New York University

Technology, Inequality, and Public Policy
[undergraduate]
This course explores the societal implications of two kinds of technology: prediction models, which forecast people’s outcomes based on patterns in data, and generative artificial intelligence (AI), which produces content like text, images, and videos. By comparing these technologies to historical tools and systems, students will learn to analyze their potential to disrupt, reinforce, or amplify societal hierarchies, social divisions, and inequalities. The course will examine the social, ethical, and political dimensions of AI, with a focus on AI applications in public policy domains such as education, criminal justice, housing, and healthcare. It will also explore strategies for effectively governing these evolving technologies.

Generative AI in Society
[undergraduate, co-taught with BK Lee]
This course examines the opportunities and challenges posed by generative AI, which produces new content like text, images, audio, and computer code. It will offer a primer on how generative AI models like ChatGPT are constructed and how they work. Through hands-on activities and class discussions, students will further explore potential applications of these tools in social science research, as well as in other domains like medicine, law, and art. In addition, the course will offer students concepts and frameworks to critically analyze generative AI models and unpack the risks they present. By the end of the semester, students are expected to develop a well-rounded perspective on the rapidly evolving field of generative AI and its potential impact on society.

University of Notre Dame

Algorithms, Data, and Society
[undergraduate]
Description: Algorithms and data increasingly influence our behavior, steer resources, and inform institutional decisions that affect our everyday lives. This course will examine the social forces that shape what information gets recorded in databases and how algorithms are constructed and used. It will also introduce various approaches for assessing how algorithms and data impact the social world. Along the way, we’ll tackle important questions raised by these technological developments: What opportunities and challenges emerge when machine learning is applied to data about people? How should we evaluate whether algorithms are better or worse than the systems they replace? How might algorithms shape our agency, relationships, and access to opportunity?

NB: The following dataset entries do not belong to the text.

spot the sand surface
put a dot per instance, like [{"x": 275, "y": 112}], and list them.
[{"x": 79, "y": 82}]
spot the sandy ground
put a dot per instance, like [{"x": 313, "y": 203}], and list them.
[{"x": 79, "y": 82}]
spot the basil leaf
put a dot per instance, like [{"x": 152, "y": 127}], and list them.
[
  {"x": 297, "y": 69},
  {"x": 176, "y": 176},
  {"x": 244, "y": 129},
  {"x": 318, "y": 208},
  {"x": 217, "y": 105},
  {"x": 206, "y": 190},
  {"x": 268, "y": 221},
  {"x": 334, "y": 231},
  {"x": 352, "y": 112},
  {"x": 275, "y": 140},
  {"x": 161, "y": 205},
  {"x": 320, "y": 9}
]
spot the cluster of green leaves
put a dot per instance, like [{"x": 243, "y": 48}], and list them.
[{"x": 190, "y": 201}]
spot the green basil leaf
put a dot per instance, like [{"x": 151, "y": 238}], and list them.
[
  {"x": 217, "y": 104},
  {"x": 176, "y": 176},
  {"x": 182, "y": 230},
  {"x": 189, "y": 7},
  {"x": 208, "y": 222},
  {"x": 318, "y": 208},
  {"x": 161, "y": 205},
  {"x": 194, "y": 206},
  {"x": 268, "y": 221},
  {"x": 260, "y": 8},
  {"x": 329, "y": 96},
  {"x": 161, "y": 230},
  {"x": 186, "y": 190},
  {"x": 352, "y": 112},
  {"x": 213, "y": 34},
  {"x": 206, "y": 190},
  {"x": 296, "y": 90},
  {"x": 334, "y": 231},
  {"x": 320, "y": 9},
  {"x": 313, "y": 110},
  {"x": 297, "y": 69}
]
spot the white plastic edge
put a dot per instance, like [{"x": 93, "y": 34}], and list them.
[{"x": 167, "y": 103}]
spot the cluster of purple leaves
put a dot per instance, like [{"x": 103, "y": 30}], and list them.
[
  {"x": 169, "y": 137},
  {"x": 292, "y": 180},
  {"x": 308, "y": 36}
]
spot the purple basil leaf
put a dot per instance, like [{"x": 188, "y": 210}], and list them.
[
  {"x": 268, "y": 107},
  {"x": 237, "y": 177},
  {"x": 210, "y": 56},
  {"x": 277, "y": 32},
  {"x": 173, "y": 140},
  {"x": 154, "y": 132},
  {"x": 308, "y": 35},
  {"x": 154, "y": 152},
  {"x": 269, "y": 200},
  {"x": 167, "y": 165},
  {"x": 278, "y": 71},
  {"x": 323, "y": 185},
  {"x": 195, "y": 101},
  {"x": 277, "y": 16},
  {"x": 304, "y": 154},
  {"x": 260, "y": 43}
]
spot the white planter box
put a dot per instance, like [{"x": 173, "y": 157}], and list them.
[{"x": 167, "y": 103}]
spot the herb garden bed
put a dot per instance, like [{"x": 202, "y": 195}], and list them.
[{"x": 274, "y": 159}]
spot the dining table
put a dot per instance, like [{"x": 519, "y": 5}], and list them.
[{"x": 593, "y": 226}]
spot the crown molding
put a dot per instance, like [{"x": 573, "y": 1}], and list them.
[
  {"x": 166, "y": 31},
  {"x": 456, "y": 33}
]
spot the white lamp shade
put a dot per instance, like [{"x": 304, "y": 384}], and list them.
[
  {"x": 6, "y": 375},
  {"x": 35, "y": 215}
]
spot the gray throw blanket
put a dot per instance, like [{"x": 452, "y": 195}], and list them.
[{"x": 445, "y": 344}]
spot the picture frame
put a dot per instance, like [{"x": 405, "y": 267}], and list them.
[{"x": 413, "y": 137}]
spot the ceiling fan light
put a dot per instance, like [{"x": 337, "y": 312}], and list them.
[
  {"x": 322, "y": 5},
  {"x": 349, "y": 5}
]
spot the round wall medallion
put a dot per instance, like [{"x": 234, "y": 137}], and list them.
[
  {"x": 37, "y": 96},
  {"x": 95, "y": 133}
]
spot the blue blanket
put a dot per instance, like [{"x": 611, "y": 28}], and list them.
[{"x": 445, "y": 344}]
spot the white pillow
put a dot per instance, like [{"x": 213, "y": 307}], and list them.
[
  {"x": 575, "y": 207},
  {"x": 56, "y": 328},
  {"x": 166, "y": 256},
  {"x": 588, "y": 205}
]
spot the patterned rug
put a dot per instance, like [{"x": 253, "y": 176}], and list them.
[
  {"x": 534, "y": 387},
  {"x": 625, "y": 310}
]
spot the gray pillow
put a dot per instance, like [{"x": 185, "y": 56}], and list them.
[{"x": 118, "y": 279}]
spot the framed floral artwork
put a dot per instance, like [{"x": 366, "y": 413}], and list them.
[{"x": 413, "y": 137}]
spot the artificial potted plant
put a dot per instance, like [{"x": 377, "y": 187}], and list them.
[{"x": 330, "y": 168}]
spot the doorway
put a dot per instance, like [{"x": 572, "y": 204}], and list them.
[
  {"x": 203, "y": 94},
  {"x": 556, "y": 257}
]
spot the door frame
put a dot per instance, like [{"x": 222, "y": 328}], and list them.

Statistics for Sociological Research
[undergraduate]
Description: We frequently encounter statements or claims based on statistics, such as: “Women earn less than men,” “The American population is becoming more racially and ethnically diverse,” or “Married people are healthier than unmarried people.” On what information are these statements based? What kinds of evidence support or refute such claims? How can we assess their accuracy? This course will show students how to answer these sorts of questions by interpreting and critically evaluating statistics commonly used in the analysis of social science data. Hands-on data analysis and interpretation are an important part of the course. You will gain the skills to conduct quantitative data analysis using the R statistical programming language. You should finish the course with the ability to interpret, question, and discuss statistics accurately and with an understanding of which type of statistic is appropriate for different kinds of data and research questions. No prior statistical knowledge is required.